Geisinger employees about 13,000 people across two major hospitals and a number of clinics and other facilities spread over about 40 sites in northeastern Pennsylvania. The facilities group has about 30 people and receives numerous requests for upgrades, new equipment, expansion, and other construction projects.

The smaller projects can be handled by the in-house architects and engineers. Gladish and his staff act as general contractor utilizing internal superintendents, project coordinators, project managers, and laborers. For larger projects that would consume all of the internal resources, Geisinger goes outside.

Award-winning teamwork

Geisinger received the 2010 Vista Award for New Construction for its Critical Care Building at the Geisinger Wyoming Valley Medical Center site. The Vista Award is presented by the American Society for Healthcare Engineering of the American Hospital Association and the American Institute of Architects Academy of Architecture for Health and recognizes teamwork in healthcare design and construction.

This new building increased the campus size by about 50 percent. The building attained LEED silver certification and houses a level 2 trauma center. The project began in 2005 and ended in 2008 and came in $2 million under budget. Even President Obama praised Geisinger for its ability to provide quality, cost-effective care.

Gladish attributes the organization’s success to teamwork and communication.

“People at the top and the bottom must understand each other,” he said. “In facilities, we’re in the middle. We need to understand what the executives are doing, and they need to understand our concerns. With a new building, it’s the same. You establish a team and communicate. The people at Geisinger do a good job of communicating what they are trying to accomplish.”

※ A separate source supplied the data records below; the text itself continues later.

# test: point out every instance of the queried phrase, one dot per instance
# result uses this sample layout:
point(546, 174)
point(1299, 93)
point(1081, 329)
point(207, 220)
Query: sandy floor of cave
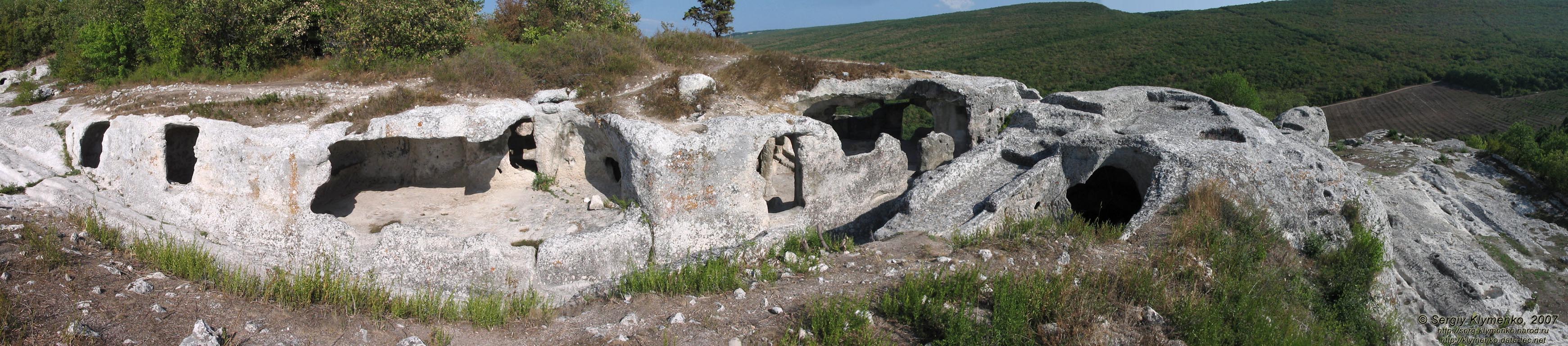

A commitment to sustainability

Gladish said the health system has a commitment to teamwork and sustainable elements. All new buildings must be LEED certified, and nearly 10 existing buildings have some LEED certification.  In addition to new construction, Geisinger has retrofitted existing facilities to be more energy efficient.

“We think that LEED certification serves our purposes well,” Gladish said. “We are a cost-driven organization, and most things you do to attain certification end up saving money in the long run. We have been doing this in the organization for years and have seen energy reduction, which saves money. We have done cost studies that demonstrate a return on investment.

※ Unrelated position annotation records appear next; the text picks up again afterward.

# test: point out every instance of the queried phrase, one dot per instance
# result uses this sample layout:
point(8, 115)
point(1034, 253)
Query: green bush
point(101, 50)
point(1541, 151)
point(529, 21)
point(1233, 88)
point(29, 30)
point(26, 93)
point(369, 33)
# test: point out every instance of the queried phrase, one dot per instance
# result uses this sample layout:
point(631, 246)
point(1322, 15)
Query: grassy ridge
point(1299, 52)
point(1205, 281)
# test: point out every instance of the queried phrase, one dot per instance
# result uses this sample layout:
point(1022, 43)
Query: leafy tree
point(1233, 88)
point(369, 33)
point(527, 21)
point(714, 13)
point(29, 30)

“Although meeting the requirements for LEED certification can increase the budget up front, once your investment is recouped, the organization can reap the savings for years to come.”

Being flexible for the future

As with all healthcare organizations, Geisinger is looking toward the future for flexibility, expansion needs, new technology, and what it all means for the organization.

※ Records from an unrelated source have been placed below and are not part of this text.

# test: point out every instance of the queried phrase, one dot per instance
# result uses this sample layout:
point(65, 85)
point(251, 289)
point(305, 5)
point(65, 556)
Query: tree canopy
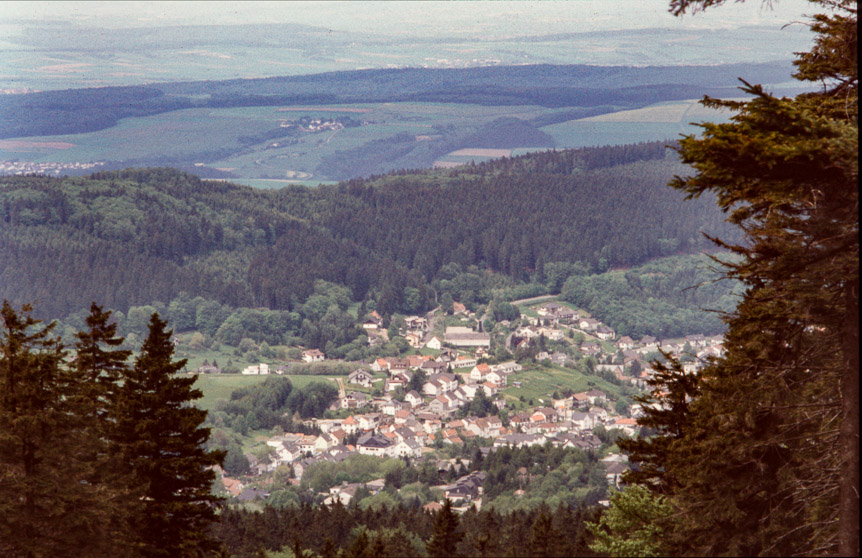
point(759, 454)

“We have consistently seen a demand for more beds, a trend toward more high-tech equipment,” he said. “We have to ensure we have enough electricity and the chilled-water capacity to provide cooling. We have to be positioned to be quick and nimble to deal with the changing technology.”

Gladish said it’s difficult to predict future space requirements because buildings must last for decades and hospital priorities can change in that time. Cardiology and oncology have grown in the past 20 years, while other specialties have become less prominent.

Gladish said facilities design needs to plan for the proper space and be ahead of the curve, but at best they can plan for adequate utility capabilities and flexible space. Again, he stresses, communication of intent and openness is the key.